I parked under the shade of a drowsing gum tree. It was warm, not yet hot. Not hot like it would be in a month or two. Still, even a Spring break encourages some shade seeking, especially when you’ll be hot when you get back to the car. There were two choices for the bushwalk. The shorter one was to a man-made lake with an odd name, OT Dam. The other was a circuit through the bush. Which one, I asked. You choose, she said. We both knew the boy wouldn’t care. It’s no longer correct to call him ‘the boy’ but I don’t know what other label to use; he’s still our boy. I said, let’s decide at the point where the routes diverge. So a few hundred metres later we stopped at a fork in the dirt track. Fire tracks; unsealed dirt roads about a truck width, usually scarred by rain channels that have hardened solid as concrete. Fire trucks use them if there’s a bushfire; walkers can use them too.
At the beginning the dam walk went uphill and the circuit walk gently down hill. Which one, I asked. You decide, she said, you’re… Her voice trailed off but I heard the end of the sentence. The oldest, the most unfit. Dam, I said, thinking the other two expected that as it was a shorter walk, scarcely a hike at all. We turned up the right arm of the ‘Y’ and my internal list continued up the first incline. The least enthusiastic about bushwalking, the dodgiest knees, the most likely to need a rest, the first to start puffing…
An explosion of red and green startled me out of this grey reverie; three rosellas bursting into flight with parakeet screeches. I smiled. Rosellas in the wild, such unlikely vibrancy in the olive-tan bush. I took a breath, focussed on the surroundings, the sun filtering through the canopy, the family up ahead. Go at your own pace, I called. Just wait for me at some point. Pride or frustration would have silenced that request a while back but now it just seemed like stating the obvious. And OK. I’m here doing this, we’re together, it’s a terrific late Spring morning.
A mountain biker passed us, moving fast uphill. Jeez, I thought, that’s fitness. There was a sign indicating a prepared mountain bike track. I stood on the launch platform and gazed down an almost vertical descent; boulders, gullies, sawn-off tree trunks, it was impossible to even detect a path down. The sign at the top warning of mortal danger did not seem far-fetched. As you age, you forget what it is to be intrepid; a heightened sense of risk is shadowed by a reduction in self-belief and the young are labelled foolhardy to cover creeping caution. Maybe it’s only older people who read the warning signs. Like the one by the lake that cautioned about deep, cold water. Not to mention the hazards of downed trees and other entanglements. Danger every direction.

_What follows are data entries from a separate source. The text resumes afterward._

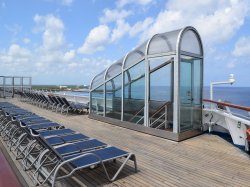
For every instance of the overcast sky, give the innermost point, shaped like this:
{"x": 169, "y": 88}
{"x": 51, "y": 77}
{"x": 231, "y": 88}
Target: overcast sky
{"x": 69, "y": 41}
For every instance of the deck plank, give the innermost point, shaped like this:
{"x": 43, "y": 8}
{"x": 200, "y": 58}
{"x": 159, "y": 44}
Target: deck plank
{"x": 205, "y": 160}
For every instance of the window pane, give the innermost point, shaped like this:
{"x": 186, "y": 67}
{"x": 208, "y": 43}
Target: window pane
{"x": 97, "y": 100}
{"x": 190, "y": 93}
{"x": 113, "y": 97}
{"x": 160, "y": 101}
{"x": 134, "y": 89}
{"x": 190, "y": 43}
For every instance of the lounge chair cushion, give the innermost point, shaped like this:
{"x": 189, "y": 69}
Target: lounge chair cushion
{"x": 104, "y": 154}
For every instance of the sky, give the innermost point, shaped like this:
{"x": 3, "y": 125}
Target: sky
{"x": 70, "y": 41}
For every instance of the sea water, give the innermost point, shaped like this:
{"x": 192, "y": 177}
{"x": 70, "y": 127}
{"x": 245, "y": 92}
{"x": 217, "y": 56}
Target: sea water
{"x": 232, "y": 94}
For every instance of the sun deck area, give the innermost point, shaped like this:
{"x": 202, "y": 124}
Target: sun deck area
{"x": 205, "y": 160}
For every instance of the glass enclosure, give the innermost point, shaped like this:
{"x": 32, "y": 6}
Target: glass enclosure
{"x": 158, "y": 85}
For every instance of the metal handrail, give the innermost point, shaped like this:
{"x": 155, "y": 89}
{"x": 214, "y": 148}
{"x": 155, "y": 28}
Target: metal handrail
{"x": 157, "y": 120}
{"x": 136, "y": 114}
{"x": 160, "y": 109}
{"x": 228, "y": 105}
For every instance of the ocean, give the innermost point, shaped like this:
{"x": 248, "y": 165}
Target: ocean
{"x": 232, "y": 94}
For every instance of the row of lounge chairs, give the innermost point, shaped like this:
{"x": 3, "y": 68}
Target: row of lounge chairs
{"x": 46, "y": 148}
{"x": 54, "y": 103}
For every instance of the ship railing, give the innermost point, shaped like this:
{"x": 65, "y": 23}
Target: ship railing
{"x": 226, "y": 107}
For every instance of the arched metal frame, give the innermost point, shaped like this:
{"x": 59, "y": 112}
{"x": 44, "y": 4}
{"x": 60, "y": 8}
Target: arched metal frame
{"x": 176, "y": 53}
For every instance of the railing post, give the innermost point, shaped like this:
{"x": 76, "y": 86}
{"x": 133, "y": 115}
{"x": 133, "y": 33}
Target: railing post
{"x": 22, "y": 84}
{"x": 166, "y": 116}
{"x": 4, "y": 87}
{"x": 13, "y": 86}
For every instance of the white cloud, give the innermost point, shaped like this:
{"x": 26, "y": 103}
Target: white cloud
{"x": 3, "y": 5}
{"x": 140, "y": 26}
{"x": 231, "y": 65}
{"x": 113, "y": 15}
{"x": 217, "y": 21}
{"x": 52, "y": 28}
{"x": 15, "y": 56}
{"x": 95, "y": 40}
{"x": 242, "y": 47}
{"x": 121, "y": 3}
{"x": 70, "y": 55}
{"x": 26, "y": 40}
{"x": 121, "y": 29}
{"x": 67, "y": 2}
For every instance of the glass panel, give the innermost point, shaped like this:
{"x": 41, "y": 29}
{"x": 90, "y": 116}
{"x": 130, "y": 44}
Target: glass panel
{"x": 190, "y": 43}
{"x": 113, "y": 97}
{"x": 160, "y": 100}
{"x": 134, "y": 89}
{"x": 114, "y": 69}
{"x": 98, "y": 80}
{"x": 136, "y": 55}
{"x": 97, "y": 100}
{"x": 163, "y": 43}
{"x": 190, "y": 93}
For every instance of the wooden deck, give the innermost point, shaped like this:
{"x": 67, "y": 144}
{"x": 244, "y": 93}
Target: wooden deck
{"x": 205, "y": 160}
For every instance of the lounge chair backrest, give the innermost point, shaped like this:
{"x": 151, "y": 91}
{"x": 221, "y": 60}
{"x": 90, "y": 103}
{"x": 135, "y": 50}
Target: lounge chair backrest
{"x": 55, "y": 99}
{"x": 60, "y": 100}
{"x": 65, "y": 101}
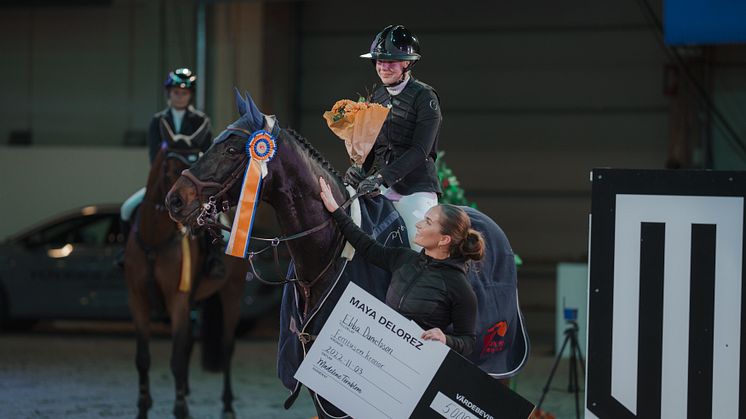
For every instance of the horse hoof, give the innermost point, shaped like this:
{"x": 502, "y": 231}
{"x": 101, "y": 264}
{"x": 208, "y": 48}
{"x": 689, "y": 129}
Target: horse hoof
{"x": 181, "y": 410}
{"x": 144, "y": 403}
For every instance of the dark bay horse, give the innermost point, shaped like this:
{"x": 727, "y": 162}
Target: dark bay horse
{"x": 161, "y": 280}
{"x": 291, "y": 187}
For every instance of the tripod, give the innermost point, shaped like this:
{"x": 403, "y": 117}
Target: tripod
{"x": 576, "y": 357}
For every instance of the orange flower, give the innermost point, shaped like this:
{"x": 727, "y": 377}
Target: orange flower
{"x": 358, "y": 124}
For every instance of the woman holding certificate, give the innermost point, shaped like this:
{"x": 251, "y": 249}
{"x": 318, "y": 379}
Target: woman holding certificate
{"x": 430, "y": 286}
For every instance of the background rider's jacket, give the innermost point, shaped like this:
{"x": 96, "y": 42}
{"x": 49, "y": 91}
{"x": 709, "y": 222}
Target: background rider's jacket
{"x": 406, "y": 147}
{"x": 432, "y": 292}
{"x": 195, "y": 126}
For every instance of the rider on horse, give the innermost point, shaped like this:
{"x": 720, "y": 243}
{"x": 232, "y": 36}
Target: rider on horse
{"x": 403, "y": 157}
{"x": 179, "y": 126}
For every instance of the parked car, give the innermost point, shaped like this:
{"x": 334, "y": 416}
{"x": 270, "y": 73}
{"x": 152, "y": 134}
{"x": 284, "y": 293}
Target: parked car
{"x": 63, "y": 269}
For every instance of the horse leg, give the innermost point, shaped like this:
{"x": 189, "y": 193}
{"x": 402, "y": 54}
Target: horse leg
{"x": 231, "y": 311}
{"x": 180, "y": 349}
{"x": 141, "y": 317}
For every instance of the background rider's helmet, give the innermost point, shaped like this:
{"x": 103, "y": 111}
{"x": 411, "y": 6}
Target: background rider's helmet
{"x": 181, "y": 77}
{"x": 396, "y": 43}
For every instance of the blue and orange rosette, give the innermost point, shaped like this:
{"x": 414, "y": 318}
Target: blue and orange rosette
{"x": 261, "y": 146}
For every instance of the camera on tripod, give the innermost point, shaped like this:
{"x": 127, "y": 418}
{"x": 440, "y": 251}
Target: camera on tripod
{"x": 570, "y": 314}
{"x": 576, "y": 360}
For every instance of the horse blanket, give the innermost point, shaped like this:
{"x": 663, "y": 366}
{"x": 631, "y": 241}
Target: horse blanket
{"x": 502, "y": 344}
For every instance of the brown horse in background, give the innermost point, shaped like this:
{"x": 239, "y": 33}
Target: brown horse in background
{"x": 153, "y": 272}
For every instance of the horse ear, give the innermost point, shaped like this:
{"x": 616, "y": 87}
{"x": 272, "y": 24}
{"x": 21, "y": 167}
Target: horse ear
{"x": 240, "y": 102}
{"x": 255, "y": 115}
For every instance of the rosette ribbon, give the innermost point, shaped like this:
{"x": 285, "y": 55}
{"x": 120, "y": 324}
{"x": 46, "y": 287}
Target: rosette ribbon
{"x": 261, "y": 148}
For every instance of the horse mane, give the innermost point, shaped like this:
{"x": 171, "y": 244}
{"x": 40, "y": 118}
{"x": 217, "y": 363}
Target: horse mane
{"x": 315, "y": 154}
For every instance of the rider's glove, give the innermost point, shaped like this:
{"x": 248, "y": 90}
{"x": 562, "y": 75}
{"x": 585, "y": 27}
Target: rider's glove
{"x": 369, "y": 184}
{"x": 354, "y": 175}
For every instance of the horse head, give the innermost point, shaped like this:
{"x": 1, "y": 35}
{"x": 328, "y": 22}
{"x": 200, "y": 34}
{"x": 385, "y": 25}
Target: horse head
{"x": 215, "y": 178}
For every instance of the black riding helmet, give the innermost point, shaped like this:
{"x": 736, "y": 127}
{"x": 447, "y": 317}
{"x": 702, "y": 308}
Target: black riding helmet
{"x": 181, "y": 77}
{"x": 396, "y": 43}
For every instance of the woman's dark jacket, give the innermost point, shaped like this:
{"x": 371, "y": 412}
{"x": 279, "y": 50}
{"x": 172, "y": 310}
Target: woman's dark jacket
{"x": 406, "y": 147}
{"x": 432, "y": 292}
{"x": 195, "y": 125}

We found a boardwalk and ambled along it to enjoy the sun glinting off the water and the gentle murmurings of the bush. At the far end the earthen bank was covered with untidy foliage; much more like a natural lake than a dam. Another daring cyclist wove across the embankment wearing what looked like a motorcycle helmet; Darth Vader on a mountain bike. We took a family selfie with the water in the background. I said we should do the other walk as well, perhaps my voice caring more enthusiasm than I actually felt. Still, it was good to find enough in the legs to want more.
A shipping container plonked by the side of the track had a sign, ‘Peninsula Mountain Biking Club’. That explained the tyre marks, I guess. But what did they keep in the container? Not those fancy two-wheelers with their shock absorber forks and forty-eight gears, surely. Perhaps it was a mini-hospital for treating cuts and lacerations, sprains and bruises. Ride fast over such terrain, you’re going to come to grief at some point. Later we saw a lizard lying in the middle of the track. I wonder if it knows it’s on a bike track, son mused. Might end up as two lizards. We chuckled, the lizard didn’t move. There’s danger even in lying motionless in one place, I thought.
I wondered how far it was back to the car.